Proving myself
I feel like I have a lot to prove to everyone, especially my boyfriend, whose opinions I value the most.
But how can I prove these things?
I need to prove that I have empathy, but do I? And how can I get a chance to prove it if I do?
I need to prove that I have social skills, but do I? And how can I get a chance to prove it if I do?
I need to prove that I'm sane. But how can I get a chance to prove it?
I need to prove that I'm not squeamish or a wimp. But how can I get a chance to prove it?
I need to prove that I'm competent. But am I? And how can I get a chance to prove it if I am?
I need to prove that I'm smart. But am I? And how can I get a chance to prove it if I am?
I need to prove I'm resourceful. But am I? And how can I get a chance to prove it if I am?
With nothing going on in my nonexistant life, and no potential for anything but normal everyday events and activities that demand nothing of a person, how can I prove these things about myself? I need something challenging, even traumatizing, to happen in order for me to be able to prove these things. Now I know what was missing in my life... challenge.
And please don't tell me to do something "cha;llenging" like learning to knit. I don't admire people who can do just normal things like knitting or whatever. I admire people who are smart and compassionate and such in great adversity. But I need great adversity to prove that I'm like that. I'm tired of being sheltered. I've been tired of it for yeatrs. I want to go out and prove myself. Part of the reason why I wanted to be homeless was to prove that I can do it. I'm tired of people saying I can't and that I need them to shelter me.
Maybe you could do charity work, by joining an organisation which provides for others. Do you have any fields of expertise? Some work even requires going to remote areas of the world to help the needy. To be honest that would be something which would challenge my current life and something I would hope in the future to do.
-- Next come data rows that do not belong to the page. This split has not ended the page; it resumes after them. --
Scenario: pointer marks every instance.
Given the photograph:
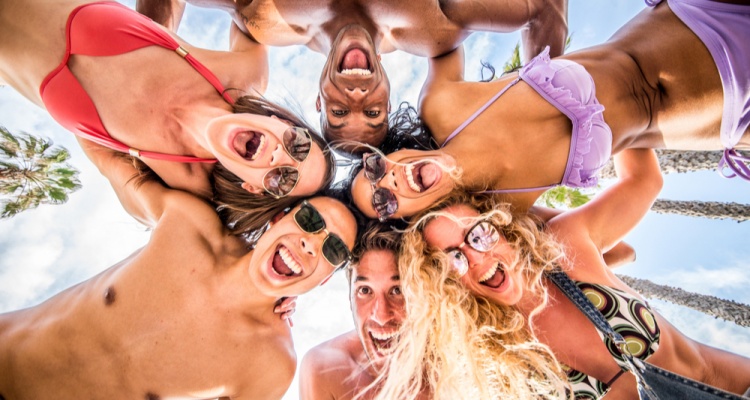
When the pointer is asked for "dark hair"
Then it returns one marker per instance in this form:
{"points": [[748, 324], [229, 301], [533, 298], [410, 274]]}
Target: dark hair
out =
{"points": [[376, 236], [245, 213]]}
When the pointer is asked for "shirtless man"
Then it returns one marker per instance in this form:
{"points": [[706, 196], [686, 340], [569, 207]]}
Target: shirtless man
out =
{"points": [[354, 89], [189, 315], [344, 366]]}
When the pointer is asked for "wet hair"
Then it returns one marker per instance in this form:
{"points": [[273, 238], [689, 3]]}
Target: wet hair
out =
{"points": [[405, 131], [455, 344], [245, 213], [376, 236]]}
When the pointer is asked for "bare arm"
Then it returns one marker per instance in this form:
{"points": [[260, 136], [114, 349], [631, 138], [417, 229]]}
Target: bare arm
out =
{"points": [[446, 68], [164, 12], [620, 254], [542, 22], [613, 213], [146, 201], [312, 386], [548, 26]]}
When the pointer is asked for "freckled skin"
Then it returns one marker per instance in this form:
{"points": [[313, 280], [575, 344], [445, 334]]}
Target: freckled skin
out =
{"points": [[109, 296]]}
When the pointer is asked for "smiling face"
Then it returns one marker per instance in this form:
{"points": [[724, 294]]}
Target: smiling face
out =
{"points": [[377, 303], [288, 261], [416, 178], [250, 145], [490, 274], [354, 90]]}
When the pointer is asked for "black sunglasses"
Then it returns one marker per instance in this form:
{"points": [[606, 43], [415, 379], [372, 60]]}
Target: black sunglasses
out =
{"points": [[482, 237], [334, 249], [280, 181], [383, 200]]}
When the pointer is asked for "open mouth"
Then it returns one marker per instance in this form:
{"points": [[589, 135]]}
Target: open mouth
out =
{"points": [[422, 176], [284, 263], [355, 63], [249, 144], [494, 277], [384, 342]]}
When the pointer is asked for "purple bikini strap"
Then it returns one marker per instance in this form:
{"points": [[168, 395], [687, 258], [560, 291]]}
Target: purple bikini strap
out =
{"points": [[736, 162], [518, 190], [479, 111]]}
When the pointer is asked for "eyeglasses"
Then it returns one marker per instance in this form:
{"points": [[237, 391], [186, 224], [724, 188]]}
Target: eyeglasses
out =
{"points": [[482, 237], [383, 200], [334, 249], [280, 181]]}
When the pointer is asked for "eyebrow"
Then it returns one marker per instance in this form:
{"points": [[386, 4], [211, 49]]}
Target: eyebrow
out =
{"points": [[361, 278], [343, 124]]}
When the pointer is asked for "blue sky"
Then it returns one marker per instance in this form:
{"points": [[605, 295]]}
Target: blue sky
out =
{"points": [[51, 248]]}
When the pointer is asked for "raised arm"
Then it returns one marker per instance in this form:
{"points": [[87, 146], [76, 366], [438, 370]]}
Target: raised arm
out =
{"points": [[542, 22], [441, 70], [164, 12], [613, 213], [548, 26], [144, 200]]}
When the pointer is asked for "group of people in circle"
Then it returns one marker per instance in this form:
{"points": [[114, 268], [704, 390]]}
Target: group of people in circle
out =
{"points": [[447, 258]]}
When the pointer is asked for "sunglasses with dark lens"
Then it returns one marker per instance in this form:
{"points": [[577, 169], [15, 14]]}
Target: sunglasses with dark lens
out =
{"points": [[482, 237], [383, 200], [280, 181], [334, 249]]}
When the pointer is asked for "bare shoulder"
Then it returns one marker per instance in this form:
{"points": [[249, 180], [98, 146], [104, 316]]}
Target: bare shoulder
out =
{"points": [[334, 351], [328, 368]]}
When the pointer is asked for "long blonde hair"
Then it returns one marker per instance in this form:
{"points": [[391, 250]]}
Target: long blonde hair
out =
{"points": [[454, 344]]}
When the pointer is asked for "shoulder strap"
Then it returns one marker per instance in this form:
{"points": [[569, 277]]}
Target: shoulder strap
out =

Do some research on the net, and see if there is a place for your expertise. Good luck.
I was thinking of doing that before... years ago... I should look into it again, for in a couple of years' time, because right now I want to spend my time with my son and my boyfriend. But if I did charity work I would like it to be for autistic people... maybe I should go back to school and study psychology and become a psychologist specializing in ASDs. I want to start a center for people with ASDs that includes crisis stuff. They can go there for food, clothes, shelter, counseling, medication, group therapy, socializing, etc.